As you can see, yes, they used 3dsmax for FumeFX, wich are not all the effects 🙂
When we say (at least me) that it´s a Blender movie, it´s because the main app has been Blender and the render engine has been cycles, for everything including smokes, now, part of the simulation were done in Max for FumeFX and inside of Houdini.
Hope this clarifies how was the distribution of work, probably in the Blender conference we will have a conference about this, or at least we will be able to talk to them in person 🙂
Cheers!
But even companies do that. Maxon on the release of R19 advertised the good things about that release, but there was a ton of Houdini FX in it. 🙂
It’s pretty cool how Blender is evolving. I’ll give another try next year.

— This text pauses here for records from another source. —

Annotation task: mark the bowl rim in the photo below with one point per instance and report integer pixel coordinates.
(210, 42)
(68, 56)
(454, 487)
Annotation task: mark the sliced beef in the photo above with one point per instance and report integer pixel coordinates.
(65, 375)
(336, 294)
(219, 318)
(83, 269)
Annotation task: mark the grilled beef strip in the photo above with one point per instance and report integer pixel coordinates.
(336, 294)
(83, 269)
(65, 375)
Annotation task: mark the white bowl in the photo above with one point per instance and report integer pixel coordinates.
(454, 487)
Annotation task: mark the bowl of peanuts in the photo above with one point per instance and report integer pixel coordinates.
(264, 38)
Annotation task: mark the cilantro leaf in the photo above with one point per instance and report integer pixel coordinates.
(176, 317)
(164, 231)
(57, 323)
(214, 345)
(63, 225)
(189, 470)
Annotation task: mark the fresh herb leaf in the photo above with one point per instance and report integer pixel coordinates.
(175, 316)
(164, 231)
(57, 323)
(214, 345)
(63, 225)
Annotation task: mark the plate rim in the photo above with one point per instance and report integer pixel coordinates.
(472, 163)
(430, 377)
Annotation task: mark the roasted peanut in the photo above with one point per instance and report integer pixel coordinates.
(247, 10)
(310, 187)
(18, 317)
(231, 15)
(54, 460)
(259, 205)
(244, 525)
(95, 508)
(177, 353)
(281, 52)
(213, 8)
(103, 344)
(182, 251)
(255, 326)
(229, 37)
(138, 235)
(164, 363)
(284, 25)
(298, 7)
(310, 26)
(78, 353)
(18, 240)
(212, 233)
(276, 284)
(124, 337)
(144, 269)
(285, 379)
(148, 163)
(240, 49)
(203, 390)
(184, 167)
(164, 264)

I worked on this. Most of my shots were done in Houdini. With a few using Fume. Houdini was a major player here with VDB’s and allowed us to reduce the file sizes from Fume by about 70%-90%. But that’s more a Fume issue and a Houdini blessing. But in general, if we could read in the volumes we were able to get some file reduction out of them. I can tell you one thing, the Tangent team worked their butt’s off on their implementation of Blender and were some of the nicest people.
I´m sure about that 🙂
People in Tangent and other Blender studios are really passionate about the software they use, specially because they know their efforts will benefit them and everyone in the long run, and they will receive benefits from others, they won´t be paying for a software that no onw knows where it´s headed, and they can make it whatever they want with it, it´s awesome 🙂
Tons of 3dsmax too. FumeFX, TP, PFlow, Krakatoa, ….
Maybe also worth a mention is that they haven’t used Vanilla Blender here. It’s a modified Blender 2.78 version with a modified Cycles renderer. Unfortunately there is not much info how heavily modified …
Some of the improvements are already in master 2.79.6 daily builds, and others will be included in 2.8.
It´s not so heavily modified, you can also ask them their build and they will probably share it with you, they did it in the past.
One of the cool things is that practically all of their developments will be included in master at some point soon, like UDIM, OpenVDB support, Cryptomatte, and you can already see other improvements inside Cycles.
If you check for the developments being done by Lukas Stockner, those are their improvements, he is the main developer behind improvements being done at Tangent Animation 🙂
Cheers!
Yeah, modified or not, cool done movie. And nice to know that those modifications goes into Blender too. I just thought i share this info, since it is not mentioned in the article 😉
Yes, it´s good info 🙂
I’m really enjoying the film so far (and I rarely watch cg anim films these days). Driving software innovation forward with collaboration on major projects like this is a really appealing approach. Thumbs up!